Friday, January 27, 2006

The End of Safety

Clouds often hide above the earth. I’ve seen it. The air shields, the rain softens and disperses, but still, they keep their distance. My wavy skin feels it. Sometimes, while brewing a pot of tea with the front door open, I can feel the land reporting to me the conditions of the sky. This is not imaginary, but real as the little hairs on my arms, which often stand up at such intimate contact.

Some days, I open all my windows and sit on a front-porch chair, facing the mountains to the east and the huge sky above and all-around, and lift up my chin and eyes to this great wonder, and wonder why it should feel so much better to have my windows open even when I’m not inside my house.
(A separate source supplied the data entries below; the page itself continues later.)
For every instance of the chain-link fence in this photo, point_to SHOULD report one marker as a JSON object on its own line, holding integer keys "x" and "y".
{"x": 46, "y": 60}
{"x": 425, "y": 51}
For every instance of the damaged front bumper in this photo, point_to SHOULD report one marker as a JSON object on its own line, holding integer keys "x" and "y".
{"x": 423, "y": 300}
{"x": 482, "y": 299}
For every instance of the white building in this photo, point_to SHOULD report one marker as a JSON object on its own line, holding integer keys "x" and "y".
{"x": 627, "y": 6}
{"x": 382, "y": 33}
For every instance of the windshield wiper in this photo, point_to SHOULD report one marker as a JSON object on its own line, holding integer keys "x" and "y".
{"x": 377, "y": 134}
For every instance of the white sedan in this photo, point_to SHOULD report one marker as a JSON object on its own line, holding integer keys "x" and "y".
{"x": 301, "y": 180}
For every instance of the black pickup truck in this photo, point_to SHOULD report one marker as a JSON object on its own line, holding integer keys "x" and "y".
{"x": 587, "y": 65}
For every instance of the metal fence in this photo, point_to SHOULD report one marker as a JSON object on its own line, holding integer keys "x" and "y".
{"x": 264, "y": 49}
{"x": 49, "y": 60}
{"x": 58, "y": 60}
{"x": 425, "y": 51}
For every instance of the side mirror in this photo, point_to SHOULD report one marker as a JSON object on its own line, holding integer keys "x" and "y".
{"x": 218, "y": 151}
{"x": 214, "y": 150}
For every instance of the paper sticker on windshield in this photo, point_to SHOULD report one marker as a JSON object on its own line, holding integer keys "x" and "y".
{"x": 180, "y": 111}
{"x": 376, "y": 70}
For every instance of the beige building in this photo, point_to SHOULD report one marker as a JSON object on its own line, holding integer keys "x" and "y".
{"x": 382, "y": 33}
What kind of elements control the weather, even the inner weather, such that I could feel safe under such a circumstance? After all, a lone wolf could wander right in off the prairie with all the doors and windows open. That would be the end of safety.

But of course, there is no guarantee. Wolves gotta eat, like me. And they can probably feel the changes of season deeper than their skins, and their doors are open all the time, and they realize – though probably not in mind – that there is no guarantee, that safety could end at any moment. Do they live their lives more completely because of this? Look into their eyes sometime, if you get the chance: clear. Intense. Ready, but not waiting. Our eyes, very often, reflect the opposite. We should run with the wolves, but the problem is doing that and not becoming dinner. Bring a fork? A knife? Maybe.

But leave all the openings to the wind and sound, and let the growing, moving life be its own shape for as long as there is shape, and press into it like a retarded jelly who would wiggle to the very top and come out to the vertiginous drop of every life lived beyond the sunset.